Large block leasing rebounded in 2025 (+75% YoY) but slowed in early 2026 (-29% YoY). Demand is decisively shifting into the midsize segment, with 10k–50k sf deals capturing 40.5% of leasing activity in Q1 2026, a 14% increase from 35.4% a year ago, signaling deeper and more diversified momentum beyond headline large block transactions. ​​​​​​​

14.6%

Manhattan availability declined 540bps from Q3 2024 peak

Overall availability is tightening with the rate decreasing to 14.6% in Q1 2026 from 17.3% a year ago, driven primarily by a steady reduction in sublease space and continued stabilization in direct deals. Trophy availability decreased 22% YoY to 16.9 msf from 21.2 msf and Class A availability declined to 25.2 msf, down 18% YoY from 30.7 msf, reflecting sustained absorption of higher quality space.

Sublet availability stands at 12.1 msf, only 2.7% higher than Q2 2019 (312.8 ksf).
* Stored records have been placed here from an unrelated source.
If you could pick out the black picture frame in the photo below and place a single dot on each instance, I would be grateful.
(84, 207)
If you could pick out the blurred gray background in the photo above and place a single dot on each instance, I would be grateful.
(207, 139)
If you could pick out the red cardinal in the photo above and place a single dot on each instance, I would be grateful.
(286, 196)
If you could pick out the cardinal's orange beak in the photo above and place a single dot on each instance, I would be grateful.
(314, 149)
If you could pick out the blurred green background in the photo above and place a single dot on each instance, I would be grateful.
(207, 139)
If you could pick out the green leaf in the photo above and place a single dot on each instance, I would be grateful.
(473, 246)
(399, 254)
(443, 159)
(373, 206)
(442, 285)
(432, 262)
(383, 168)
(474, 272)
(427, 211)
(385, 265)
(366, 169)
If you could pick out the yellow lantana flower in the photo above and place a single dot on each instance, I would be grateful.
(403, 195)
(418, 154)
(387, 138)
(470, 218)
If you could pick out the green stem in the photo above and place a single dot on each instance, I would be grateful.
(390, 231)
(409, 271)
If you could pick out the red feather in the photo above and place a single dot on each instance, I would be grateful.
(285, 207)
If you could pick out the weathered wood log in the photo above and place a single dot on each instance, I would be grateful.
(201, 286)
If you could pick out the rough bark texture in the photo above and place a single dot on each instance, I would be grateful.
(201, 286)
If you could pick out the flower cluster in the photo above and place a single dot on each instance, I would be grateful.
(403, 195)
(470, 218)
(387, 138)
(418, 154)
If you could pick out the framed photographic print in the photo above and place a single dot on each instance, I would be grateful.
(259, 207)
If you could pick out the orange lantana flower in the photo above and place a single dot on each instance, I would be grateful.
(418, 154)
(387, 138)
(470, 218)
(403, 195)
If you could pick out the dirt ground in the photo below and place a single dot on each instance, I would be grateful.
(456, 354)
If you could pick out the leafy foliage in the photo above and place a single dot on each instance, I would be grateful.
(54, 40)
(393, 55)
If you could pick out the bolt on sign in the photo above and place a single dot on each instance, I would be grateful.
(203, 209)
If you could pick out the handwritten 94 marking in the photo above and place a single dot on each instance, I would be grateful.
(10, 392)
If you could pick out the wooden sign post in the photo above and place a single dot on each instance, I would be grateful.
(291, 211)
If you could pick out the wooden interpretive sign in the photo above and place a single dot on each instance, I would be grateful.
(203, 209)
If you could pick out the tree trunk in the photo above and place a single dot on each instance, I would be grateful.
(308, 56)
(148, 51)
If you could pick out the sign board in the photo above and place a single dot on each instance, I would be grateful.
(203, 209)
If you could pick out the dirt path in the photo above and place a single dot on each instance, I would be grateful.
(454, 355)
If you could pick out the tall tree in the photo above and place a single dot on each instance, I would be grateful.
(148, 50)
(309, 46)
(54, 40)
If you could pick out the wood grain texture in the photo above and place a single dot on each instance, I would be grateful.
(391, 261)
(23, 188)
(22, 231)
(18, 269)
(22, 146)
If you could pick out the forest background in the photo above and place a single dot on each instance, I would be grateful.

Class A space has seen the greatest decrease, down 13% from last quarter, with only 4.1 msf of sublet space still on the market.

80.4%

Leases continue to shift away from renewals and towards new/expansion deals

Renewals have dropped from 50% in 2023 to just 20% today, a 30% decline, while new/expansion leases have surged to 80%. This emphasizes a clear shift away from renewals toward growth-driven demand and increased tenant confidence.

FIRE tenants lead expansion and new leasing activity, followed by tech then law firms, together making up over 60% of new and expansion driven demand. The market has moved beyond stabilization into a new phase where tenants are not renewing or right sizing but actively adding space as business visibility improves.